Tuesday, November 30, 2021
Jacob Elberg (Seton Hall), Neither Carrots nor Sticks: DOJ's Unfulfilled Commitment to Corporate Health Care Compliance, Wis. L. Rev. (forthcoming 2022):
The Department of Justice (“DOJ”) has for decades sought to encourage four compliant behaviors in corporate actors: maintenance of an effective pre-existing compliance program, post-enforcement adoption of an effective compliance program, cooperation with a government investigation, and self-disclosure of misconduct. While DOJ’s public statements reflect a claimed commitment to all four, analysis of DOJ policy and resolved cases makes clear that as DOJ has increasingly prioritized and incentivized the latter three behaviors, the first—maintenance of an effective pre-existing compliance program, the only one aimed towards stopping fraud before it occurs—has been cast aside in one of DOJ’s highest-profile enforcement areas.
In criminal prosecutions, both DOJ policy and the United States Sentencing Guidelines (“USSG”) consider pre-existing compliance programs in determining whether a business entity should be prosecuted and the amount of a fine if a prosecution does occur. DOJ’s Criminal Division has hired compliance experts and enthusiastically publicized internal training aimed at improving prosecutors’ ability to evaluate corporate compliance programs. For the health care industry, however, the civil False Claims Act (“FCA”) is DOJ’s primary enforcement tool, and neither that DOJ policy nor the USSG apply. Instead, in civil cases DOJ guidance has been opaque or non-existent, offering little clarity as to how, if at all, DOJ will consider pre-existing compliance programs when resolving FCA cases. This is particularly surprising given that health care compliance has evolved over decades into a major industry not only with sophisticated and expensive corporate programs, but the subject of increasingly frequent and hands-on DOJ public statements and guidance.
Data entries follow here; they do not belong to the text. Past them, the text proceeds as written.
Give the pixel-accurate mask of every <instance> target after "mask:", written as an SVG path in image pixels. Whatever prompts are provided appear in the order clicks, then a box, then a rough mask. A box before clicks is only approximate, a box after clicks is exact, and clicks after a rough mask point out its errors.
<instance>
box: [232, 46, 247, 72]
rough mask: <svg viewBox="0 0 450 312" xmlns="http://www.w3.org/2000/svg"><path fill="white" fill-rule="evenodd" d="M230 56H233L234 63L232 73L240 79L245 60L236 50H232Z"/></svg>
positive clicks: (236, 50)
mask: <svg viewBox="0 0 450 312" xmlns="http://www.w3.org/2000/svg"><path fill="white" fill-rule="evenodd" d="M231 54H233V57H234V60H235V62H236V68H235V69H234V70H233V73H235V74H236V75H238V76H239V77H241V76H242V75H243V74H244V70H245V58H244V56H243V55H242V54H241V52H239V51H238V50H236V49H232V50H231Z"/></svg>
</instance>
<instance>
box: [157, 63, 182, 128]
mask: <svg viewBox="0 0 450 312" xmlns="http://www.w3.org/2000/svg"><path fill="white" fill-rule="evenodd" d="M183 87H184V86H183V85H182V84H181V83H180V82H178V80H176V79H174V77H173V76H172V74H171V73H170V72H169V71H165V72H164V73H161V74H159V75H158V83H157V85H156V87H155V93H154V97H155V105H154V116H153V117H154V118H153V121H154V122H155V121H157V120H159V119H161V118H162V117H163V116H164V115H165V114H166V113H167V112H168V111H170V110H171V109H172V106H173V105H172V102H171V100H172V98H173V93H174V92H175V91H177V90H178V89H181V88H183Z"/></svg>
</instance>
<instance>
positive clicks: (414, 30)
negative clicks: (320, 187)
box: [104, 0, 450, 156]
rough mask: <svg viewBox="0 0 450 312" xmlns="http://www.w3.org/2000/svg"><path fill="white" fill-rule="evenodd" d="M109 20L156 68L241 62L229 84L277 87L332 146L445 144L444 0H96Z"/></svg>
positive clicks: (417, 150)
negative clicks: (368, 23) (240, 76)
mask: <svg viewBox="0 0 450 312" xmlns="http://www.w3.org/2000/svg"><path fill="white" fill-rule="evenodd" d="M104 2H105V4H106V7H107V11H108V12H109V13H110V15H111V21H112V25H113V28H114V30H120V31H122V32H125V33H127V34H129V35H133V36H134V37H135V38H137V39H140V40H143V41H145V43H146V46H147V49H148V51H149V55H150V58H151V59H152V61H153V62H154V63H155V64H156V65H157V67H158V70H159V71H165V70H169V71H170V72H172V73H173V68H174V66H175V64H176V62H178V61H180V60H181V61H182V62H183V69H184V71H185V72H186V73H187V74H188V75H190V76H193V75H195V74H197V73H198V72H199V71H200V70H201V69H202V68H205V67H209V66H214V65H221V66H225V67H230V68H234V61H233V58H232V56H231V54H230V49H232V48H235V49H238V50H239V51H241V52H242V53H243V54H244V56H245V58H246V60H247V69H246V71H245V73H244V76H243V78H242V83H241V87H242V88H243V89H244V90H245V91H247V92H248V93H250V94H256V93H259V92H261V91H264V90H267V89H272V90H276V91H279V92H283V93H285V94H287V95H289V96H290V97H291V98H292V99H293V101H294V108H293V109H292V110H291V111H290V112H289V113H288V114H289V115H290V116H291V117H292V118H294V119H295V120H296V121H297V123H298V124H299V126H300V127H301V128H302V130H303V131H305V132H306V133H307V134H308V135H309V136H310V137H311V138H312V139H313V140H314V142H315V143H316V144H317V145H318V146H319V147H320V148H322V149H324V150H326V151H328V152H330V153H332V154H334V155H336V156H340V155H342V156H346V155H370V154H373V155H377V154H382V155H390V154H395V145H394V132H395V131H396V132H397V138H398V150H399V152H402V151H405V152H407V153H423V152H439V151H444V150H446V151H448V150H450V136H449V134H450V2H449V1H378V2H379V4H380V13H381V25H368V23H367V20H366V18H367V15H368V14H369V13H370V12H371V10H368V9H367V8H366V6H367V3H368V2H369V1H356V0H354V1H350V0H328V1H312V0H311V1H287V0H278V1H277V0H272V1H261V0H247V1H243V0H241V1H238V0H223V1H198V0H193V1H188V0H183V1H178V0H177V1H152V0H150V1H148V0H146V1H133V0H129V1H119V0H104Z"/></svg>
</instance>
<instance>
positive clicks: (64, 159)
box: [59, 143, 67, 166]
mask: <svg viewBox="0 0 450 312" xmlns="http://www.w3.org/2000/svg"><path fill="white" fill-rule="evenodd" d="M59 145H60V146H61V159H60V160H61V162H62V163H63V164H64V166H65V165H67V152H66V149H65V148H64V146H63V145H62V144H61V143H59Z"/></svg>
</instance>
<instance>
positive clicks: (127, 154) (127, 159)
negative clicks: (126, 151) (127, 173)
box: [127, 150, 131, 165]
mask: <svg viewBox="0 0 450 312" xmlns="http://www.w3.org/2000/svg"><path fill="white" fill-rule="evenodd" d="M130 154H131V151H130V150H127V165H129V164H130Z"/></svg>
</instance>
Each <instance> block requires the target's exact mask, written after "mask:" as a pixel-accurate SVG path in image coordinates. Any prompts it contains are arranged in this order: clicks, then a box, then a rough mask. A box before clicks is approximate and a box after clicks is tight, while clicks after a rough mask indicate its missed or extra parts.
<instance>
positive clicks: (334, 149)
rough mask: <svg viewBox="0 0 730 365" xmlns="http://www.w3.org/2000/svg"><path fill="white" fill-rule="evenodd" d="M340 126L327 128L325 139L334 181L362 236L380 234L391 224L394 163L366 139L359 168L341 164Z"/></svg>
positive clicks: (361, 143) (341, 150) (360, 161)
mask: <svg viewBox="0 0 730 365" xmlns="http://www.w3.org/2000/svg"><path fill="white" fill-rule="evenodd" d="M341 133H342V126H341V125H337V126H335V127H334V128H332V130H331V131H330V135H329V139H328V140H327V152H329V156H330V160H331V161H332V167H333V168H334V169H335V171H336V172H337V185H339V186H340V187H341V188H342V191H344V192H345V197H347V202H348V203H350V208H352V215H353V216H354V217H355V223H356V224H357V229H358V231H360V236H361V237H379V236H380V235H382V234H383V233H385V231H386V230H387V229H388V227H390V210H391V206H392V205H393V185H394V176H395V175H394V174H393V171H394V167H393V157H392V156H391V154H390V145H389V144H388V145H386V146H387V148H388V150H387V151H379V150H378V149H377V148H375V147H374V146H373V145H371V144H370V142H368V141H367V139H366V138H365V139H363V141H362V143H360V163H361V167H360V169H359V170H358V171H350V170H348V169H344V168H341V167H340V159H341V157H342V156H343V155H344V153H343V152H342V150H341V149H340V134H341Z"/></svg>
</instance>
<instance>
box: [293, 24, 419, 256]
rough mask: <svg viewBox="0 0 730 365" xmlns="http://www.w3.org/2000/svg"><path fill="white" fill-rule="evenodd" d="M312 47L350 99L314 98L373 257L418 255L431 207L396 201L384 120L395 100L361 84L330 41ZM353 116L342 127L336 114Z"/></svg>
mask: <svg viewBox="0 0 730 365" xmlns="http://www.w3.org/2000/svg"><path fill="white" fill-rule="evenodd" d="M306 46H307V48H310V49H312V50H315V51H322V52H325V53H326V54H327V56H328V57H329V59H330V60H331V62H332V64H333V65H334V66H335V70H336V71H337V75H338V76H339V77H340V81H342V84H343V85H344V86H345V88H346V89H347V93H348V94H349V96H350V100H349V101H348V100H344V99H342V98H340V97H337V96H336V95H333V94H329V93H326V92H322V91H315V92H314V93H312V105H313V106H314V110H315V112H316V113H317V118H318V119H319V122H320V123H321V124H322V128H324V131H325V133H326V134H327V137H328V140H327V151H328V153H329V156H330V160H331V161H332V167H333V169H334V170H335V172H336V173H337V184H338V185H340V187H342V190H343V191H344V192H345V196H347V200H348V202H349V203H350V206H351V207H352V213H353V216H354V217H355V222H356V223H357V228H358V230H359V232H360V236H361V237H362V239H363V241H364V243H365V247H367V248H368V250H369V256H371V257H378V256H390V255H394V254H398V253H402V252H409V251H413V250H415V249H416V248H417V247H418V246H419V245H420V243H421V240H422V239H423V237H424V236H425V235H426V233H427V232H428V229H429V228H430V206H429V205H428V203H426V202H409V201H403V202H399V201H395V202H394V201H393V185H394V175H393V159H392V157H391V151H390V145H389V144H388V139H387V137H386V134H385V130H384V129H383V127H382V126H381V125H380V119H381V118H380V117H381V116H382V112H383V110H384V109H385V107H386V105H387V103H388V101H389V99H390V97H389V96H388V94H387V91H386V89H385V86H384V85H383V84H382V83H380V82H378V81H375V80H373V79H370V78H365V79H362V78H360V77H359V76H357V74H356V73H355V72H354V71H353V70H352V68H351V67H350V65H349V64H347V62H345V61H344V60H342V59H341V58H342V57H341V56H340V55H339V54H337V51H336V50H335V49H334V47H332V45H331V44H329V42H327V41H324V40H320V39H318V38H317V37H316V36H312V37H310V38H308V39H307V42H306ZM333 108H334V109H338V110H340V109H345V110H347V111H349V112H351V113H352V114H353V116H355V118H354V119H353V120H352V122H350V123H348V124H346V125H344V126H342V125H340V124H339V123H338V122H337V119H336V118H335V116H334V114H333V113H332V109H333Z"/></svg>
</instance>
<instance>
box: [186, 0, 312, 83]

This article is the third in a series analyzing civil FCA resolutions, looking not only at DOJ’s stated policies but at actual outcomes through review of a data set of resolved cases against health care entities. Until now, those analyzing the extent of benefits for corporate compliance programs have focused on criminal cases, particularly those under the Foreign Corrupt Practices Act and primarily focused on the potential for a compliance defense to criminal liability. Surprisingly, the literature has to-date failed to analyze the question in the context of the FCA and thus the health care industry despite its supremacy as a DOJ enforcement target and although the FCA’s mens rea standard is more likely to sweep in cases where applying a compliance benefit would further DOJ’s enforcement goals.
With health care enforcement gaining increased attention in the wake of government spending relating to COVID-19, and additional visibility into DOJ settlement policy now possible due to a change in the tax code, DOJ’s current failure to reward pre-existing compliance programs in FCA resolutions puts DOJ’s enforcement goals at risk, potentially demotivating corporate actors and adding to skepticism about DOJ’s motivations and the legitimacy of the enforcement regime, as it prevents DOJ from separating the most culpable corporate actors from those less worthy of condemnation. It is also a missed opportunity, as the large quantity of health care resolutions provides the potential for industry to learn from others’ compliance successes and failures, and for DOJ to encourage advancements as it claims to desire to do.